I valori reali a cui si ispirano, società, calciatori, procuratori dei calciatori, sponsor, televisioni, intrallazzatori, vari, faccendieri, intermediari, e chiunque altro personaggio orbiti attorno la galassia calcio, sono i valori espressi dalla filigrana delle banconote, dalle cifre impresse sui bonifici bancari.
Niente di nuovo, quindi; il faraonico trasferimento di Higuain è nella normalità delle cose.
Una realtà che pare distante "anni luce" da quel calcio estinto due decenni fa.

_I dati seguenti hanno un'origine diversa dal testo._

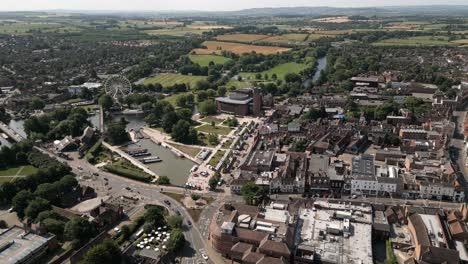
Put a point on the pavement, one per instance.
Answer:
(108, 184)
(458, 149)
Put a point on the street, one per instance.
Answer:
(148, 194)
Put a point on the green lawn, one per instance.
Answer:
(172, 99)
(171, 79)
(214, 130)
(280, 70)
(210, 119)
(238, 84)
(180, 31)
(27, 170)
(189, 150)
(217, 157)
(417, 41)
(204, 60)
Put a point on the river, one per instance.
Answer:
(172, 166)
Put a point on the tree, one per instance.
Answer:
(174, 221)
(106, 102)
(222, 91)
(35, 207)
(249, 191)
(213, 139)
(79, 230)
(36, 103)
(213, 182)
(21, 201)
(154, 216)
(116, 132)
(202, 96)
(176, 241)
(292, 77)
(48, 191)
(106, 252)
(54, 226)
(168, 121)
(207, 107)
(163, 180)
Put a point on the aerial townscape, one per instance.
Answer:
(266, 135)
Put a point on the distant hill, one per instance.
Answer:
(433, 10)
(439, 10)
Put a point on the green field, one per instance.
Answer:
(210, 119)
(217, 157)
(171, 79)
(21, 28)
(214, 130)
(417, 41)
(280, 70)
(178, 32)
(204, 60)
(172, 99)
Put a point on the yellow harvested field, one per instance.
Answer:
(209, 27)
(217, 47)
(332, 32)
(242, 37)
(461, 41)
(332, 19)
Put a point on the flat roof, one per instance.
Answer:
(228, 100)
(18, 245)
(356, 248)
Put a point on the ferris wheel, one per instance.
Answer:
(117, 86)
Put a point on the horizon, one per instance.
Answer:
(202, 5)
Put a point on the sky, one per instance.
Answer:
(201, 5)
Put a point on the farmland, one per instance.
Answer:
(287, 39)
(204, 60)
(217, 46)
(22, 28)
(177, 31)
(245, 38)
(418, 41)
(171, 79)
(280, 70)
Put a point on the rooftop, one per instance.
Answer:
(17, 245)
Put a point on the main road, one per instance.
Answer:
(111, 184)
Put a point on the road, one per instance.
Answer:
(457, 147)
(149, 194)
(378, 200)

Un calcio in cui la storia dei club era sacra; i calciatori "bandiere", i capitani, i difensori degli stemmi non si acquistavano e non si vedevano per rispetto della passione e dell'amore dei tifosi; un valore imprescindibile e intaccabile da qualunque cifra di denaro.

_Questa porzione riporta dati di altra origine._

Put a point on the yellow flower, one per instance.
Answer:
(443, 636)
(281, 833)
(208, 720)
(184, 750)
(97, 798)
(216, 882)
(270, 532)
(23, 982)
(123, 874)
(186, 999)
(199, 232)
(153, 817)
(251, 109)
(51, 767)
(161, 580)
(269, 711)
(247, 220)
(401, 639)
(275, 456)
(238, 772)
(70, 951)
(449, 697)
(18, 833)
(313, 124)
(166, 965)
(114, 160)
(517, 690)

Inutile fare esempi di cosa rappresentavano, prima di chi fossero, quelle "bandiere"; quali valori esprimevano i Barbieri, i Riva, i Rivera, i Mazzola, i Bulgarelli, i Furini, i Maradona, i Baresi, ecc., per arrivare ai Totti, ai Maldini (eccezioni del nuovo calcio).

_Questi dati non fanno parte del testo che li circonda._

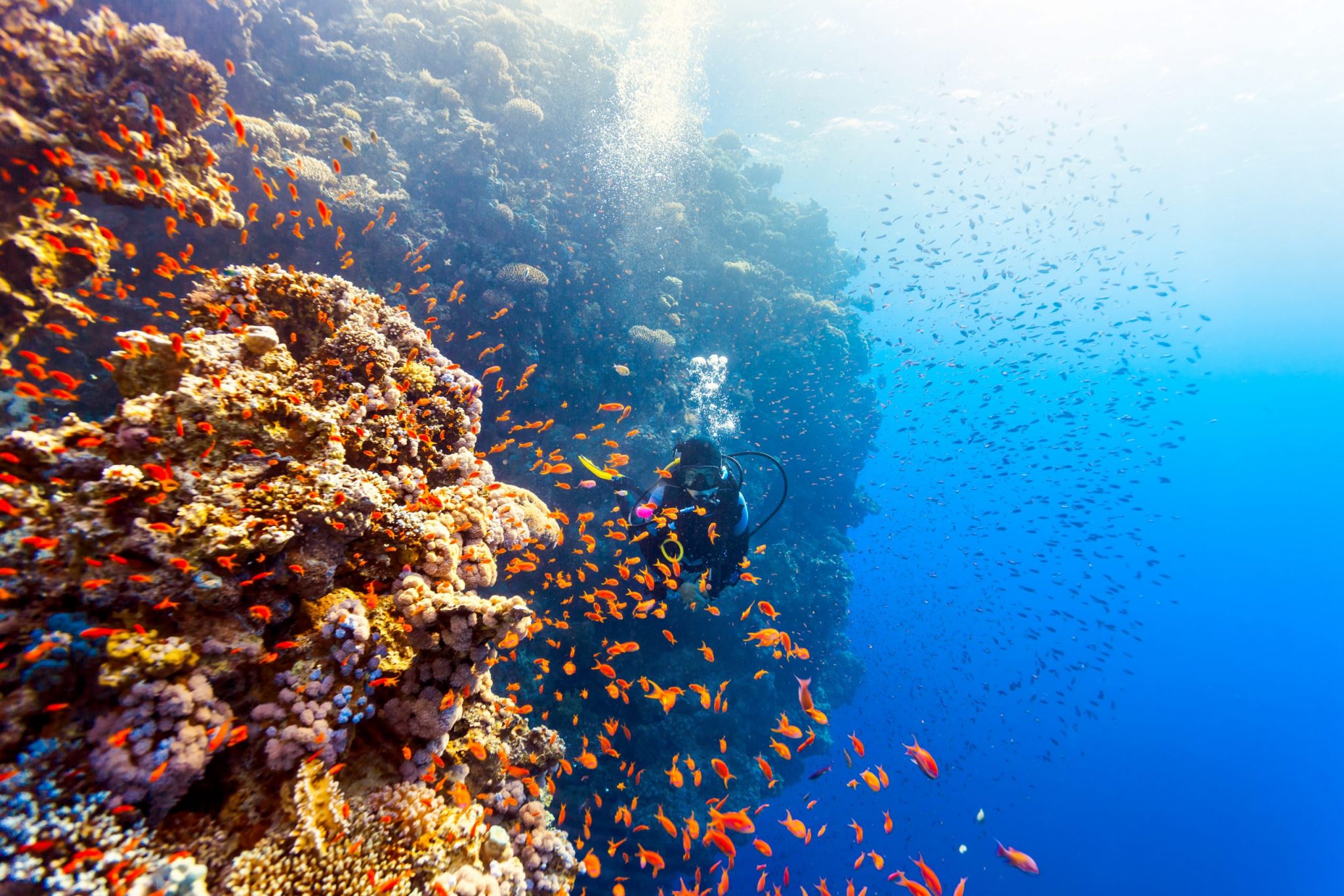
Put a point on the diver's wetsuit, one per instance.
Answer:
(727, 510)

Ma non solo i calciatori, ma anche i presidenti di quel calcio erano il baluardo della passione.
Presidenti mecenati che amavano la loro città, la loro squadra, che erano loro stessi i primi tifosi e difensori dei colori sociali.
Come direbbe gli antichi latini modus in rebus per restare all'interno di un comprensibile limite.
Il limite, invece, è stato abbondantemente superato. 
Purtroppo il "vecchio calcio" è defunto e la vicenda Higuain non ha nulla di nuovo e di eclatante a prima vista.
A prima vista, osservando solo la patina dorata che ricopre tutto il globo pallonaro.
Invece, sotto quella vendita, sotto quel vil denaro, sotto il velo dell'apparenza si cela un elemento importante, un fondamento che i CEO, gli AD del calcio non vedono e non comprendono.
E sì, perchè sotto il "forziere paperonesco" del calcio sta emergendo la tenace sommossa dei tifosi che difendono strenuamente la loro passione.
Una protesta espressa con l'abbandono sempre più massiccio degli spalti, della sottoscrizione degli abbonamenti alle pay-tv e dell'allontanamento dal merchandising sfrenato che vuole schiavizzare le menti dei tifosi.
Odo già le sprezzanti e snobbistiche critiche di coloro che sono omologati al "pensiero dominante", al potere del marketing, delle pay-tv, delle lobbies che tacciano come antiquata, preistorica, antistorica quella lamentela che ha nostalgia di un mondo ormai "spazzato via" dall'impetuosa onda del calcio moderno.
Errore marchiano, errore capitale (in tutti i sensi), grave miopia di lor signori.
La passione dei tifosi è la loro linfa vitale.
Cercano in  tutti i modi di trasformarla in fidelizzazione come qualunque altro settore merceologico, ma il tifo, la passione, la storia, il blasone, l'attaccamento viscerale ai colori delle maglie, l'amore eterno che contraddistingue i tifosi, i "veri tifosi", non  potrà mai essere "incatenata" e sfruttata per il loro mercimonio.
Sono così accecati dal luccichio dell'ologramma della carta filigranata, dal tintinnio del metalli preziosi, che non vedono e non odono le proteste, le lamentele, le "minacce" sempre più tangibili di abbandono totale degli spalti, e degli schermi televisivi.
No, l'incendio che si sta propagando, le fiamme e il fumo che si alzano sempre più alti, non li scorgono, non li vedono.
Credono che sia un "fuoco fatuo"; un fuoco di paglia che si possa estinguere facilmente gettando un po' di acqua e di schiuma negli occhi dei tifosi, con promesse vacue e con i loro effetti speciali privi di alcun valore vero.
Beh, l'incendio alimentato dalla passione farà piazza pulita dei loro effimeri valori, e sui terreni arsi risorgerà come una fenice il calcio vero quello che noi tifosi abbiamo sempre amato.